09lowlandLucky I know what you mean! In the 15 years that I spent working in nursery and pre-schools I came across some children whose default behaviour was thoroughly unpleasant. However, every one of them responded positively to consistent handling of the poor behaviour. By the time they started school, they at least understood the connection between unacceptable behaviour and its consequences - and were fully aware of what was unacceptable and why.

I think telling a child that they are naughty only serves to reinforce to them that image of themselves until it becomes a self-fulfilling prophecy.

Thestrangestthing Tue 21-Jan-20 10:27:45

Call g a behaviour naughty is fine, it's calling the child naughty that isn't great.

yellowallpaper Tue 21-Jan-20 10:30:00

@JacquesHammer So how do you label a behaviour? A child bites, so you just say you shouldn't bite? Naughty is a descriptive word, not a label. If your not allowed to use naughty, you end up with bad, unpleasant, rude, painful etc. Really don't see the point in banning one negative word for other negative words.

Child deliberately breaks their toy.
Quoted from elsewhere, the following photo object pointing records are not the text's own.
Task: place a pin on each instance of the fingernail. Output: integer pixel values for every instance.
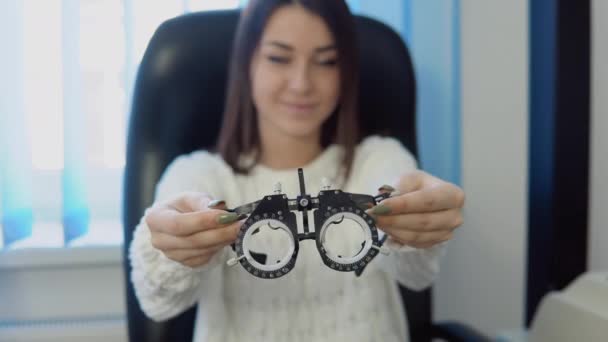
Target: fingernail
(227, 218)
(386, 188)
(215, 203)
(381, 209)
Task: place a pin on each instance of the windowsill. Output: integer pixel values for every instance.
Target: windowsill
(60, 257)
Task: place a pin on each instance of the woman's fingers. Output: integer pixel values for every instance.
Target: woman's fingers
(437, 198)
(420, 222)
(170, 221)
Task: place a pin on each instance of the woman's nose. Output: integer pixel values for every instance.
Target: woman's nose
(300, 79)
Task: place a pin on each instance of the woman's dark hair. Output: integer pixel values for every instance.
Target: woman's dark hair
(239, 131)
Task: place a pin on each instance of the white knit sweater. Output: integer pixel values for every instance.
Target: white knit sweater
(312, 302)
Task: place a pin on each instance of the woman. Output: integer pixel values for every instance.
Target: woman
(291, 103)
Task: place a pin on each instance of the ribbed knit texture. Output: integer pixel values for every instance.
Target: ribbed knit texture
(312, 302)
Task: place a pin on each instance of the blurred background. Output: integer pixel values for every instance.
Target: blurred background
(512, 106)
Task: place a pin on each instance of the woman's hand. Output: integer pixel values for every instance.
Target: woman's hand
(425, 211)
(191, 228)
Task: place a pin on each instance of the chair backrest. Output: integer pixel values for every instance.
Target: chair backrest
(177, 106)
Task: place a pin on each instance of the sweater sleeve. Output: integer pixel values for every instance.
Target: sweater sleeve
(163, 287)
(412, 267)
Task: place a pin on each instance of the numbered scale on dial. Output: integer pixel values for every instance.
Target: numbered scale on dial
(346, 237)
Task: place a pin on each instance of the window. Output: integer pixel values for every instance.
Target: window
(68, 70)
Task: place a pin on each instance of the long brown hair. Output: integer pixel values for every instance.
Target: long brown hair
(239, 132)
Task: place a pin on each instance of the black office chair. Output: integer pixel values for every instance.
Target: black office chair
(177, 107)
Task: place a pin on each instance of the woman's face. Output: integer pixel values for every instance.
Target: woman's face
(294, 74)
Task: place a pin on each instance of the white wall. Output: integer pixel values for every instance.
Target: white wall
(598, 256)
(483, 277)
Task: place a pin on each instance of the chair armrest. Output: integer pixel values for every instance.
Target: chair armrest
(458, 332)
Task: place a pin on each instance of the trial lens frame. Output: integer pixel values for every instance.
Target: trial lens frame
(278, 212)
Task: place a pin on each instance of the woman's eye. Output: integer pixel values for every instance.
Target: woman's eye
(329, 62)
(279, 60)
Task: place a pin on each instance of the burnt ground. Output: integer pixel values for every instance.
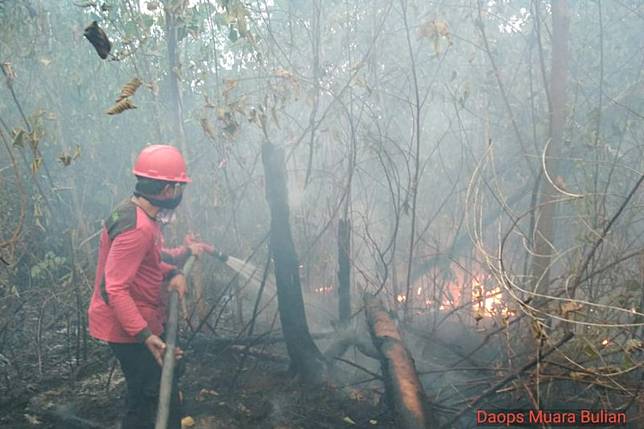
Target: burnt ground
(221, 389)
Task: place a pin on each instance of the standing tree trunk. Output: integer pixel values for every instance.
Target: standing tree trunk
(306, 359)
(545, 228)
(344, 271)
So you say that's destructive? Doesn't mean you have a destructive child, just destructive behaviour.

In a school or nursery setting I can see why they don't want to use naughty, as it can become a label for that child, but in a home setting we, as adults, can tailor the wording to the behaviour and the child.

karencantobe Tue 21-Jan-20 10:30:56

@2020BetterBeBetter Be realistic, no one is ever judged for not using a word. Parents like me are judged for using the word naughty.